In our first reading, the prophet Daniel has terrifying visions in the night, visions of things far greater and more powerful than he is, visions of stormy seas and great beasts coming out of them. They are kings, he’s told, mighty rulers. Daniel’s a member of an enslaved nation, exiled in Babylon. What hope has he against the mighty political and military forces these beasts represent? But the heavenly figure he talks to tells him that in the end, these kings won’t,win the day. Instead “the holy ones of the Most High shall receive the kingdom and possess the kingdom for ever – for ever and ever”. Who are these holy ones? Those who try to live as God has called them to. The struggle that Daniel and his people are going through isn’t futile.
It’s hard hanging onto such a hope when the obstacles seem so great. If we’re going to do so, we need all the help we can get. The witness of others who have stuck to their faith, loved those who hated them, kept on trusting God can be a mighty encouragement. I don’t need to believe that St Alban’s severed head caused a spring to well up. But his story challenges me to ask whether I believe that God can provide living water even in the midst of a desert of failure. I don’t need to know whether Nicholas really threw bags of gold through poor people’s windows late at night, but his story inspires me to trust that whatever I give to others can make a difference.
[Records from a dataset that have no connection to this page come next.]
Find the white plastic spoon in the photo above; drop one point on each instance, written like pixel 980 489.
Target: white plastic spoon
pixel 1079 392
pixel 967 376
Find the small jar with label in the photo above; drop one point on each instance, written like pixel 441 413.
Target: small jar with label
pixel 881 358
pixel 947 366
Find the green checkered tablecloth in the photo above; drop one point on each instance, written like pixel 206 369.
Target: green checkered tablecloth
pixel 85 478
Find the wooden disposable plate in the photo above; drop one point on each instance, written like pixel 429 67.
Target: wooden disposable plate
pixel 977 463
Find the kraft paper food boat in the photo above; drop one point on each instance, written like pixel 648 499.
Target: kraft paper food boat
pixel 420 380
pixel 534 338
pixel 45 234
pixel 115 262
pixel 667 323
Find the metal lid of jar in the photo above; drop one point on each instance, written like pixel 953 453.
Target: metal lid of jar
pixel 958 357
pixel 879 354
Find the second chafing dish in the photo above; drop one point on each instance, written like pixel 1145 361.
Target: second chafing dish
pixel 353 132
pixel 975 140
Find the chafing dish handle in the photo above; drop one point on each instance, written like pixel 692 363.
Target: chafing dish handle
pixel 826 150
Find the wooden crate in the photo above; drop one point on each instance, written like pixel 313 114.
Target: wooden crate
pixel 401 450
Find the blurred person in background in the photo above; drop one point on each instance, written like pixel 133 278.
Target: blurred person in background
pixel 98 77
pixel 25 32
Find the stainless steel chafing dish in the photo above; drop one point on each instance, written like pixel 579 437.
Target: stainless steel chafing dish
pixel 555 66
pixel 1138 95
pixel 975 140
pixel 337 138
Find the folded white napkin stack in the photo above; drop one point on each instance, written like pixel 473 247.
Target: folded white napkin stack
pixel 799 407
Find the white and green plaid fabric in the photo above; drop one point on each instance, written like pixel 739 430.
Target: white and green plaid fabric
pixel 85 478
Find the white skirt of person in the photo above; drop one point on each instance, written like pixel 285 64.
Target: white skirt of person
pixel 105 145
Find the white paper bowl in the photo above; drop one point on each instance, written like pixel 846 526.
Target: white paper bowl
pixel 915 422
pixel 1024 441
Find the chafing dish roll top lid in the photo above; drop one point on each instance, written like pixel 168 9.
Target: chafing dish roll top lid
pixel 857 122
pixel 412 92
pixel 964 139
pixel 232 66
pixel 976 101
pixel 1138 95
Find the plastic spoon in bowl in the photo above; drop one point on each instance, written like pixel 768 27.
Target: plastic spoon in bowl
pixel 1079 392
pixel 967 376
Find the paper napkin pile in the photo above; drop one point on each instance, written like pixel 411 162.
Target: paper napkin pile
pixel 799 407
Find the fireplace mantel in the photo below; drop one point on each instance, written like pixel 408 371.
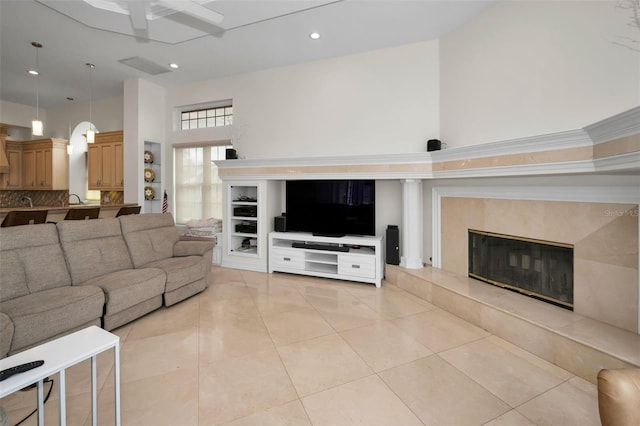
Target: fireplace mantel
pixel 610 145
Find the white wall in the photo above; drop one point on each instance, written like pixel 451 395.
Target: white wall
pixel 107 115
pixel 144 120
pixel 526 68
pixel 384 101
pixel 18 114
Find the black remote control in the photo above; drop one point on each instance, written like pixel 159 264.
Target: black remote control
pixel 8 372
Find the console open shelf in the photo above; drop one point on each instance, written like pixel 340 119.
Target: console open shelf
pixel 346 258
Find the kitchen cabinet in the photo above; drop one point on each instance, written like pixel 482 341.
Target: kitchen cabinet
pixel 45 164
pixel 13 178
pixel 105 162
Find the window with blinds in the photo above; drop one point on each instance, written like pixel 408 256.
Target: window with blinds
pixel 197 187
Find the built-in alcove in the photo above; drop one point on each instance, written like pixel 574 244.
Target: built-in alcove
pixel 541 269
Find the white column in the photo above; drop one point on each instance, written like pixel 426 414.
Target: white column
pixel 411 224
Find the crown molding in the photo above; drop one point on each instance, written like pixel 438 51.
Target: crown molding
pixel 618 126
pixel 420 165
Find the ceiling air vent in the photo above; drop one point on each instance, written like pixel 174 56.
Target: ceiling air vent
pixel 144 65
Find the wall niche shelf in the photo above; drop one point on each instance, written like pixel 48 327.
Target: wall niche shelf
pixel 152 177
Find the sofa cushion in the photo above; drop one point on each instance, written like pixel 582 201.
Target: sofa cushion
pixel 31 260
pixel 181 270
pixel 93 248
pixel 38 316
pixel 149 237
pixel 124 289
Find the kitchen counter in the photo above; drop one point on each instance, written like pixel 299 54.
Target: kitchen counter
pixel 56 214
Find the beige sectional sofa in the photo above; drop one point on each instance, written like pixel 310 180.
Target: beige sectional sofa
pixel 55 279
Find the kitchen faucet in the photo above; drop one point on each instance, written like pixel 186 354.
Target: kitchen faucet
pixel 26 198
pixel 75 195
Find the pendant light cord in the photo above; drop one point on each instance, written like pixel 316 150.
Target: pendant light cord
pixel 91 66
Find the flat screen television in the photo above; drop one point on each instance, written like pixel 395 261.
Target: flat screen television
pixel 331 207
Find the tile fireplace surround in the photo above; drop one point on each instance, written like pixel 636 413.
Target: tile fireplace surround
pixel 600 221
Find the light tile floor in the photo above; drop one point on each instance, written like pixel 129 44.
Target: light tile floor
pixel 260 349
“Do to others as you would have them do to you,” finishes the Gospel reading. It’s sometimes called the Golden Rule, and it appears in some form or another in most religious traditions. At its simplest it’s an appeal to enlightened self-interest. If we want people to be kind to us, then we need to be kind to them. But it can also be read as a call to something very much larger. What kind of world do we want to live in? What kind of society do we want to create? It should be nothing less than the kingdom of God in all its fullness, a kingdom of peace, joy and love for all. But to build that kingdom we have to live it, and that takes more strength than any of us have on our own.
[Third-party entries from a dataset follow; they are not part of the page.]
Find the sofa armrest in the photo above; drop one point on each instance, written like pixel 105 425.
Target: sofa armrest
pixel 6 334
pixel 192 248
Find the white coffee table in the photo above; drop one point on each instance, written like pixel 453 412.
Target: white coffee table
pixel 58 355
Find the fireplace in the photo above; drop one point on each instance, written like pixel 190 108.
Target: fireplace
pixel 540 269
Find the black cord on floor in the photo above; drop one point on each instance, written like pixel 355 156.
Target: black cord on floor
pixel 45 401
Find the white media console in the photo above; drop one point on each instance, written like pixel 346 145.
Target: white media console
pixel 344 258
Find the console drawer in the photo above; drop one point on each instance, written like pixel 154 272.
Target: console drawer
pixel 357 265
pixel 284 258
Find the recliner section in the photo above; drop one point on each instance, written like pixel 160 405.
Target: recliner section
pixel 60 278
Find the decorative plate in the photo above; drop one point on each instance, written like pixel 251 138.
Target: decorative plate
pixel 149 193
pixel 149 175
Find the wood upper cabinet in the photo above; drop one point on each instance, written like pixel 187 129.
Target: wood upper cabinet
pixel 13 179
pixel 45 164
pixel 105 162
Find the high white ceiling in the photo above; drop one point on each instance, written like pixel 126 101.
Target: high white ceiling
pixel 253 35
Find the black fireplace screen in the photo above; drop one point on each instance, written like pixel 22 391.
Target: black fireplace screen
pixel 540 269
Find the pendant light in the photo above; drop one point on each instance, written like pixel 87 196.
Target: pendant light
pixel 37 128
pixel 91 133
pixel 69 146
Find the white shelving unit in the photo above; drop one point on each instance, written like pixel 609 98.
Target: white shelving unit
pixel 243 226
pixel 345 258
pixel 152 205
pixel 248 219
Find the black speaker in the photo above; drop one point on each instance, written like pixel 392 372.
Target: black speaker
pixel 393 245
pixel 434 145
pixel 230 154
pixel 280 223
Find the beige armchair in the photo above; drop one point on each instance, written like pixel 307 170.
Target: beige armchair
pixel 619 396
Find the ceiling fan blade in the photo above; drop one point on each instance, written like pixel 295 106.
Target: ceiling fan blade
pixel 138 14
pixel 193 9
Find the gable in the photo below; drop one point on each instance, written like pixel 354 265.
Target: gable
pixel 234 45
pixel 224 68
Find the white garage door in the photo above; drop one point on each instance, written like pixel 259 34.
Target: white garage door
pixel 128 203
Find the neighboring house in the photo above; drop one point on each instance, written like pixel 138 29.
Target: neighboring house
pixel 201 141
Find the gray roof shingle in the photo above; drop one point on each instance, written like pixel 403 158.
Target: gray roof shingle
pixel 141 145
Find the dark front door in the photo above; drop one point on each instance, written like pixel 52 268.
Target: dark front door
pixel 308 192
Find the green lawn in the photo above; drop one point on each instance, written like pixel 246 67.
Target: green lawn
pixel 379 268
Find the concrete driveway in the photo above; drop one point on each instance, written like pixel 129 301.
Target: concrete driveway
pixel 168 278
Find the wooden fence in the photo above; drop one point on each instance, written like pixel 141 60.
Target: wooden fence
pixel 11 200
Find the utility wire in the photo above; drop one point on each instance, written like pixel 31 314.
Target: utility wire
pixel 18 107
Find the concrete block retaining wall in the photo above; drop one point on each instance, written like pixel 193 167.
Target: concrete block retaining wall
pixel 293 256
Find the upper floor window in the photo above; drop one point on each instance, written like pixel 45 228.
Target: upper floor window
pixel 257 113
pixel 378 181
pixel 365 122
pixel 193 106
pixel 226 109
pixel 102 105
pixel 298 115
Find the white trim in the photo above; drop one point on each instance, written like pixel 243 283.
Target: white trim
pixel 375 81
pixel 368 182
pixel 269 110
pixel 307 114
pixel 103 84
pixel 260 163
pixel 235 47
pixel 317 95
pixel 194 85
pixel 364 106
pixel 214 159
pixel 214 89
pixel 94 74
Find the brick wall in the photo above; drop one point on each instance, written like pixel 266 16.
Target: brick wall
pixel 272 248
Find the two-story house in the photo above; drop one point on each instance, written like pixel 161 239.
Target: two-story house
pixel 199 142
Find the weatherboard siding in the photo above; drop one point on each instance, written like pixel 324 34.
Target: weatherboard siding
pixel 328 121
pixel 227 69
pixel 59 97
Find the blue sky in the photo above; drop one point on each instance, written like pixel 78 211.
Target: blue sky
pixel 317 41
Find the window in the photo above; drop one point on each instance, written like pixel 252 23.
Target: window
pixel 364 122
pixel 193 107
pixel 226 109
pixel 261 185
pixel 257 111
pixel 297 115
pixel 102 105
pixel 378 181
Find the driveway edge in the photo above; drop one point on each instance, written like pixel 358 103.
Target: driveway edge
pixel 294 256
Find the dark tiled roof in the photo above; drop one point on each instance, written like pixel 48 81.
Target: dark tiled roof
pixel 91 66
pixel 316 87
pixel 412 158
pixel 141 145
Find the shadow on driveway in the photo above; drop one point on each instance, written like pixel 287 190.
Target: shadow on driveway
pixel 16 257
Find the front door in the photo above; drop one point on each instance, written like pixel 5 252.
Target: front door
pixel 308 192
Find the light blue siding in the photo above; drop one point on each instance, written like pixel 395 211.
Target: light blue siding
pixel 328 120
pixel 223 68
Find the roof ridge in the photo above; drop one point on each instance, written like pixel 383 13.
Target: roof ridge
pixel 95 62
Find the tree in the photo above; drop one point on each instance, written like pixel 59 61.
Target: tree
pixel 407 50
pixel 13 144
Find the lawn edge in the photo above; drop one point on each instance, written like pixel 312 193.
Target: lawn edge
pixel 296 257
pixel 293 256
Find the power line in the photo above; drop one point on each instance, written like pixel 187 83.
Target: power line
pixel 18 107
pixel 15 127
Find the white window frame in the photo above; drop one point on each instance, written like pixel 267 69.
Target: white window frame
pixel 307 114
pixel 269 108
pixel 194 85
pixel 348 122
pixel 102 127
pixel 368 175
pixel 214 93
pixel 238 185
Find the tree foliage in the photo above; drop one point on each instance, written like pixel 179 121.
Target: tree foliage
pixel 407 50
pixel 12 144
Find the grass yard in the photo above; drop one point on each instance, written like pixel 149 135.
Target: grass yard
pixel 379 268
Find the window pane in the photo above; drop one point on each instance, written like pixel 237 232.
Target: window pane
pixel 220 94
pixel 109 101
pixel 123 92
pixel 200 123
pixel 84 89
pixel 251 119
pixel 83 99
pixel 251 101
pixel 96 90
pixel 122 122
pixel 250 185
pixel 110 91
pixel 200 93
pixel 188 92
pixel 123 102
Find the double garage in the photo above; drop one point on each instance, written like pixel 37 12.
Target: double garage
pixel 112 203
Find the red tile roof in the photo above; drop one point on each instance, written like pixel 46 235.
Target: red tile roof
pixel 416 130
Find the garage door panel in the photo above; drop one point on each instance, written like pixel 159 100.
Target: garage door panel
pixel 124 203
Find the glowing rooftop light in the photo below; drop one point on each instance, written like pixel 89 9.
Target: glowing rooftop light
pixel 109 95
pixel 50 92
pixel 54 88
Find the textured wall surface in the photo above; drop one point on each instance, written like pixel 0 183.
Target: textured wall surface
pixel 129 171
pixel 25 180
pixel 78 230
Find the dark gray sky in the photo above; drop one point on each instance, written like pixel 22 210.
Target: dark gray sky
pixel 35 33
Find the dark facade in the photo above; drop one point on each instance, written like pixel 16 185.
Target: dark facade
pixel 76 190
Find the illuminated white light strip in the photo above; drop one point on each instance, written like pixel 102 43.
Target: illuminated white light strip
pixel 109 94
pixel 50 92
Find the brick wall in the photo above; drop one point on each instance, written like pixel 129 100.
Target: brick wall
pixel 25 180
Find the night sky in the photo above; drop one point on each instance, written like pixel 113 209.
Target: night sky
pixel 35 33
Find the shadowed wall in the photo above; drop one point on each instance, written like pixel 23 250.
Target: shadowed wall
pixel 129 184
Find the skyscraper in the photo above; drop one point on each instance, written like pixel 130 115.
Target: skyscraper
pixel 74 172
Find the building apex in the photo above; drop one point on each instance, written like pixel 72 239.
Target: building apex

We need the encouragement of those around us – the communion of saints. That includes those who lived long ago, but it is also about the people sitting next to us in the pews today. God can be just as much at work in each of us as he was in the lives of Lucy or Edith, Valentine, Nicholas or Alban. Our stories may not be as dramatic as theirs, but they are stories which are just as important to tell and hear.
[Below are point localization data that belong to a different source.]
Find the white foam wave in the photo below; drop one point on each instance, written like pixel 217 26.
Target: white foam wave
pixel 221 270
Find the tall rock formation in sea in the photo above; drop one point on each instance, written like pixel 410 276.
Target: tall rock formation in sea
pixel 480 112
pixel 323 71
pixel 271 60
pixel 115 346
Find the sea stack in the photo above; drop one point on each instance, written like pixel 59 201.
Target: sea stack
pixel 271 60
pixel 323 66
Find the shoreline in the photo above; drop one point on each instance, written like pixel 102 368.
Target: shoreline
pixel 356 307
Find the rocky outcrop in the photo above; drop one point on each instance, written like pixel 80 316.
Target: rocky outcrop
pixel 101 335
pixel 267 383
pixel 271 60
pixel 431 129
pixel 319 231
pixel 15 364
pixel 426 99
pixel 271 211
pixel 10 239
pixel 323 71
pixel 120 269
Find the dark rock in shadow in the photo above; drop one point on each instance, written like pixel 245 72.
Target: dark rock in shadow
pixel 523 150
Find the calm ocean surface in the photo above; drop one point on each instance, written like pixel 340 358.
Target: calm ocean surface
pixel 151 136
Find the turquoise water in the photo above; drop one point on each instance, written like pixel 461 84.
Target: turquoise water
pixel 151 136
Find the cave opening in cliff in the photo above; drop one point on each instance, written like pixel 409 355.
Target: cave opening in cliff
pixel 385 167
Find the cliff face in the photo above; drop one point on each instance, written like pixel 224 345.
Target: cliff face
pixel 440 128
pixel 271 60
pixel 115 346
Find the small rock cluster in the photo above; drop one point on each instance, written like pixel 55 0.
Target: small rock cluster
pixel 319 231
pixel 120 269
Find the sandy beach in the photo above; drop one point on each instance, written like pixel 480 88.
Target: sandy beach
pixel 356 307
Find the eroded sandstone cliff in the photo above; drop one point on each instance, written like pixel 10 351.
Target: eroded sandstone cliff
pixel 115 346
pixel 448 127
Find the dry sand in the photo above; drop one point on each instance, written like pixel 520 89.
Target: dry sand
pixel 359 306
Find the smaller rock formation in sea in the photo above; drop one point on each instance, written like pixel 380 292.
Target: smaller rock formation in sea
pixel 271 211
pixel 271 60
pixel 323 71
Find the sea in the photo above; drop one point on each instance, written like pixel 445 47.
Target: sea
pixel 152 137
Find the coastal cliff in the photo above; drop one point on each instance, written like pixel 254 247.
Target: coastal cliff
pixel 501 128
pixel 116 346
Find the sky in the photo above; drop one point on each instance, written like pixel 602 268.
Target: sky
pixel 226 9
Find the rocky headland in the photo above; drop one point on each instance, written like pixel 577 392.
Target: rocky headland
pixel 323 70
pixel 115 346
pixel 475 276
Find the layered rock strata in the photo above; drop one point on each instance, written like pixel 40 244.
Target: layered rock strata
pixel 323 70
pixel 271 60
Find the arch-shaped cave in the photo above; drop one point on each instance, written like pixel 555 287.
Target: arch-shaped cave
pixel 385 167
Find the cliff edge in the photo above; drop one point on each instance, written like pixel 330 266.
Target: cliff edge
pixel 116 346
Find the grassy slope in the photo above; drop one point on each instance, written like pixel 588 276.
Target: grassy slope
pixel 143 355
That’s why I am delighted at the growth of home groups at Seal – a new one starts this week - and in all the other ways we can come together to share our faith. We all have stories to tell, struggles, joys, blessings and questions to share, and in them we can see God at work in one another, if “the eyes of our hearts are enlightened”. All Saints was never meant, you see, to be about those famous saints, whose stories are already known, however much I might enjoy telling them. They all have their own feast days. It was meant - and is meant - to celebrate those who aren’t known or named, the people who have, throughout Christian history, simply got on with the business of loving and serving others. It was meant to celebrate those who’ve built God’s kingdom where they are, through small, faithful actions that maybe no one notices. It’s meant to celebrate you, and me, if only we have the faith to believe it.